Let $U$ be an $n$-dimensional subspace of $L:=L_2([-1,1])$. Let $F$ be an acting on $L$, given at $f \in L$ $$ (Ff)(x):=\int_{-1}^1 \frac{\sin a(x-y)}{(x-y)}f(y) dy, \quad x \in [-1,1], \quad a>0. $$ Let $\lambda_n(a), \, n=0,1,2\ldots,$ be the eigenvalues of $F$. Using Rayleigh-Ritz Theorem show that for all $n>a$ $$ \lambda_n(a)\geq \min_{U/\{0\}}\frac{\|Ff\|_L}{\|f\|_L}. $$
Thank you.
Since no one more knowledgeable has answered this, let me make an attempt. I will look at a closely related operator namely $$ (Ff)(x) = \int_{-1}^1 \frac{\sin (a (x-y))}{ (x-y)} 1_{[-2,2]}(x-y) f(y) dy $$ which seems to be exactly what you have (check?) Here $1_{[-2,2]}$ is the indicator of the set $[-2,2]$. Introducing it does not change the integral over $x \in [-1,1]$.
I will use $\|\cdot\|_2$ for the norm of $L^2([-1,1]) =: L^2[-1,1]$.
Now, we can use the corollary 4.28 of Brezis's functional analysis (p. 114 on English version) which says that if $g$ is a fixed function in $L^1(\mathbb{R})$ and $\mathcal{B}$ is a bounded set in $L^p(\mathbb{R})$ for $p \in [1,\infty)$, and we let $\mathcal{F} = g * \mathcal{B}$, then $\mathcal{F}|_{\Omega}$ has compact closure in $L^p(\Omega)$ for any measurable set $\Omega$ with finite measure.
Apply the above with $g(y) = \frac{\sin(ay)}{y} 1_{[-2,2]}(y)$ and $\mathcal{B}= \{ f: \| f\|_2 \le 1\}$, $p = 2$ and $\Omega = [-1,1]$ to conclude that $F:L^2[-1,1] \to L^2[-1,1]$ is a compact operator.
Now, here is a general statement of the Rayleigh-Ritz from Garling's Inequalities (p. 246)

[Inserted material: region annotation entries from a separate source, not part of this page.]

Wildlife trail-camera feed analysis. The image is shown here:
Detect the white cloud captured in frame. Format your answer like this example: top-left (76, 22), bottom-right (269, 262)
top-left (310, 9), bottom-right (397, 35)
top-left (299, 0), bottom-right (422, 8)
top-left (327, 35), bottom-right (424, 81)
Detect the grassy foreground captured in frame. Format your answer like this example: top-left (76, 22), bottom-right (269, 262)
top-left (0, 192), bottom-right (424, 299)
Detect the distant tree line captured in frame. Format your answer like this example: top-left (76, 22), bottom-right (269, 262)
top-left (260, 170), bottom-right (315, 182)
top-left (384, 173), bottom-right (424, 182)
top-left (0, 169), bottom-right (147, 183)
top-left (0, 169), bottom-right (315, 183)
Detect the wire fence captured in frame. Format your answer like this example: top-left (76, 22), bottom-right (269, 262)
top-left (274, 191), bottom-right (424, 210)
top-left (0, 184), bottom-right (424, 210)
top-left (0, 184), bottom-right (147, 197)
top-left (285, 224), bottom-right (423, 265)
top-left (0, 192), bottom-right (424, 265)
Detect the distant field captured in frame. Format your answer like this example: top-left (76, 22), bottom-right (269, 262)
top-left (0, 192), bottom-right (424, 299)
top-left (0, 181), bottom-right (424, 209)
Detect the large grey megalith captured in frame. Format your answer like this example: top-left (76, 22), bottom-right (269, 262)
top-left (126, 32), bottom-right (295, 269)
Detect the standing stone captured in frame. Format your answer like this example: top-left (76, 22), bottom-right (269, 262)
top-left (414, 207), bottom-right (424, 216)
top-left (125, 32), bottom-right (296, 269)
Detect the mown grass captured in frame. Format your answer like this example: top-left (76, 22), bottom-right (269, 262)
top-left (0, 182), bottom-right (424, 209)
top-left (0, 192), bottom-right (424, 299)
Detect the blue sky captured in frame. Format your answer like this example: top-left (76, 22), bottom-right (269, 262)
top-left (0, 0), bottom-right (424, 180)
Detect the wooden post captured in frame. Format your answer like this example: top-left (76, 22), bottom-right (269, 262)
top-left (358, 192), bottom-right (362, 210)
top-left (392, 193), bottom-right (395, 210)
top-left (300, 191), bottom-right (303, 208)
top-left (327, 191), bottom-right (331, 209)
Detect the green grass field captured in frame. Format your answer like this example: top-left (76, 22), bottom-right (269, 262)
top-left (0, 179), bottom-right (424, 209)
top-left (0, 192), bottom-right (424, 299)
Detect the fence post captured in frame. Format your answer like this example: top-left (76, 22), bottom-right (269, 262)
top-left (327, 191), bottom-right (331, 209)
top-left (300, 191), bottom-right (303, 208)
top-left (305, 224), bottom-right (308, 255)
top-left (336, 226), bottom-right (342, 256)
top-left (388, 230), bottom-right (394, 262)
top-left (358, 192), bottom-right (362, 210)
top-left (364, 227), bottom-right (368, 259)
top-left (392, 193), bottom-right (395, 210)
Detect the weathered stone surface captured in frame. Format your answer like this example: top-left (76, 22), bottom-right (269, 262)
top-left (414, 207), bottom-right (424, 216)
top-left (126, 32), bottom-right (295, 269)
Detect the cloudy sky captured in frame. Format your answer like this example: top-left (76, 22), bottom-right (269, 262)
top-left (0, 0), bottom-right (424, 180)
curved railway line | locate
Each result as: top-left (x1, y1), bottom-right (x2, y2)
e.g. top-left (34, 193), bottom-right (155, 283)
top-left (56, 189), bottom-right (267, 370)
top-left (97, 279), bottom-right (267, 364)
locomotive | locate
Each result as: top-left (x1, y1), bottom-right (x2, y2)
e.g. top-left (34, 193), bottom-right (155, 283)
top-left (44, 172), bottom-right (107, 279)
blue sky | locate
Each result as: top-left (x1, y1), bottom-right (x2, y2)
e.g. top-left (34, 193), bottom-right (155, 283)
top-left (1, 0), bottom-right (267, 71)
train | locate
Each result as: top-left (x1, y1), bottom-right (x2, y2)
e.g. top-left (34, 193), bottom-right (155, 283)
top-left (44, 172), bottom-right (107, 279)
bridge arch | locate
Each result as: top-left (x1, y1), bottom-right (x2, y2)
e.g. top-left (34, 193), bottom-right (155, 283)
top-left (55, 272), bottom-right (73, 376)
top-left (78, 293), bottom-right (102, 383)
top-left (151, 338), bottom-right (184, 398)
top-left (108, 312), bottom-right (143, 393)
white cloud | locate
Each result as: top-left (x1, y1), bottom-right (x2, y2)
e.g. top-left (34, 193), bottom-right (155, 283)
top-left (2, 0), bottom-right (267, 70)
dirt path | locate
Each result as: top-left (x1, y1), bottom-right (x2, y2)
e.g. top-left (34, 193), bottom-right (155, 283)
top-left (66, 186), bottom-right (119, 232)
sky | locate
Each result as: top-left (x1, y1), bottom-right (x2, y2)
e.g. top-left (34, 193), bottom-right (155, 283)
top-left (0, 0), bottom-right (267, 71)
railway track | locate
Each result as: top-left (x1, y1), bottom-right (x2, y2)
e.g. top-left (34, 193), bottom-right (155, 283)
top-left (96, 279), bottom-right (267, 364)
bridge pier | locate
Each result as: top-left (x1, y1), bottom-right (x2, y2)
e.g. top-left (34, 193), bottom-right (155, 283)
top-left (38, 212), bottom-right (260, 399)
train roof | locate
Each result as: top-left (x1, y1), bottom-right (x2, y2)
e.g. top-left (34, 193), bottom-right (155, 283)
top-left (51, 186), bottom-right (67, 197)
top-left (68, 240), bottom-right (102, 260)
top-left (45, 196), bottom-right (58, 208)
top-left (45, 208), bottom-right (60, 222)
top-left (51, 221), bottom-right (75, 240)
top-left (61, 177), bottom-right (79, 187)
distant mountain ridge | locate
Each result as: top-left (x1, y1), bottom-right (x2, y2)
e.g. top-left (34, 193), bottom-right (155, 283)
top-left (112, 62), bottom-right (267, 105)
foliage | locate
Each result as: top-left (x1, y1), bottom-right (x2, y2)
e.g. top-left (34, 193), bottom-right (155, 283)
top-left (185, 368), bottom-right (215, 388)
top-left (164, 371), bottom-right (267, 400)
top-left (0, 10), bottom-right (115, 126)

Suppose that $T = \sum_{n=1}^\infty s_n(T) \langle \cdot,x_n\rangle y_n \in K(H_1,H_2)$ (that is compact from $H_1$ to $H_2$) where $(x_n)$ and $(y_n)$ are orthonomral sequences in $H_1$ and $H_2$, respectively, and $(s_n(T))$ is a decreasing sequence of non-negative real numbers, then $$ s_n(T) = \inf \big\{ \| T_{|J^\perp} \|:\; \text{dim} J < n\big\} $$ where $ \|T_{|J^\perp}\|$ is the norm of $T$ restricted to $J^\perp$, that is $$ \|T_{|J^\perp}\| = \sup\{ \|T(x)\|:\; \|x\| \le 1, x \in J^\perp\} $$ Note that this is also the same as $$ \|T_{|J^\perp}\| = \sup\Big\{ \frac{\|T(x)\|}{\|x\|}:\; x \in J^\perp \setminus\{0\}\Big\} $$
Take $T$ to be our $F$ operator (and $H_1 = H_2 = L^2[-1,1]$). Since $F$ is compact it has such a representation and putting the pieces together should give you the result you want for the singular values, and it seems that you are missing a $\perp$ in your statement. You might also try to show that the operator is positive (self-adjoint) in which case the result holds for eigenvalues too.